Fig. 2.

Quantification of reaction kinetics by label-free superresolution imaging. The binding of aggregates of 3 to a glass surface is monitored by iSCAT. The binding and unbinding of particles is detected as a change in the local refractive index and counted, allowing quantification of the binding/unbinding rates per unit area. (A, Top) Flat-field images of aggregates of 3 binding to a microscope cover glass over 25 min. (A, Bottom) Corresponding background-subtracted images, highlighting binding (dark colors) and unbinding (white) events of single aggregates to the surface. Images are taken from the same dataset as the orange line in C. Each image is the average of 150 frames. (B) Superresolution map identifying the center of mass for each binding event over time. Counting each binding event in this map per unit time gives the data shown in C. Data are the same as the orange line in C albeit cropped to a 8.1 × 4.8 μm window. (Scale bars: 1 μm.) Kinetic curves for these reactions and additional replicates are included in Figs. S8–S10. (C) Characterization of reaction kinetics by counting the number of binding events per unit time and area. Background-subtracted images (illustrated in A, Bottom) are analyzed and each binding/unbinding event is counted to give the kinetic curves shown. Data points with error bars represent the average and SD of three consecutive 1-s measurements sampled once every 6 s. Solid lines are fits to sigmoidal kinetics for the reaction between 1 and 2 (orange) and the reaction between 1 and 2 seeded with 3 (purple).
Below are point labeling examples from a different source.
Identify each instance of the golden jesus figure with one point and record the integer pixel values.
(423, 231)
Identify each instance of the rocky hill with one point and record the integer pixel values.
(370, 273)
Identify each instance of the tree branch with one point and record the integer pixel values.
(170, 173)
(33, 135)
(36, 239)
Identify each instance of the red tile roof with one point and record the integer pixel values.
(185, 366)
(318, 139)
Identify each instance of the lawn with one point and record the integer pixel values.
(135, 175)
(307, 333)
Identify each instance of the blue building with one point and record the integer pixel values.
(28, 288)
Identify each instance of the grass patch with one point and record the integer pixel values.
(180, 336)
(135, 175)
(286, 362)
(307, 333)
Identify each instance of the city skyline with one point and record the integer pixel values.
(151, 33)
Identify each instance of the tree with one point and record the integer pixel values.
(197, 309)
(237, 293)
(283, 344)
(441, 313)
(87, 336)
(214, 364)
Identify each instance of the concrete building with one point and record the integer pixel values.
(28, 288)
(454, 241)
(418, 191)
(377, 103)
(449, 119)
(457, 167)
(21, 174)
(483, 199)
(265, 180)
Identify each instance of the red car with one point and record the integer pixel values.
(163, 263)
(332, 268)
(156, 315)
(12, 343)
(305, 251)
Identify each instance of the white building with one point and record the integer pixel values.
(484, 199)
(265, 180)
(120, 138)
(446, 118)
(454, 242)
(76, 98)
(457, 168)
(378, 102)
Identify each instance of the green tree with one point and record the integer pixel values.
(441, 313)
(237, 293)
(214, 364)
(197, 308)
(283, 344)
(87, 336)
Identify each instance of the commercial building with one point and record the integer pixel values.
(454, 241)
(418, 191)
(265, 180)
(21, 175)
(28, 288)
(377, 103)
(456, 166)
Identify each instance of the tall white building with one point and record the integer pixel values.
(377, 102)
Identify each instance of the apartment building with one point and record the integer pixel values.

The seeded reaction features a high rate of reaction immediately upon addition of 1, without the lag period required to build up product/catalyst as observed in unseeded reactions. The black line and corresponding data points refer to the negative control, consisting of thiol 1 and an aqueous solution of Cs₂CO₃. Note that solid lines do not represent a detailed kinetic model and are intended only to highlight major trends.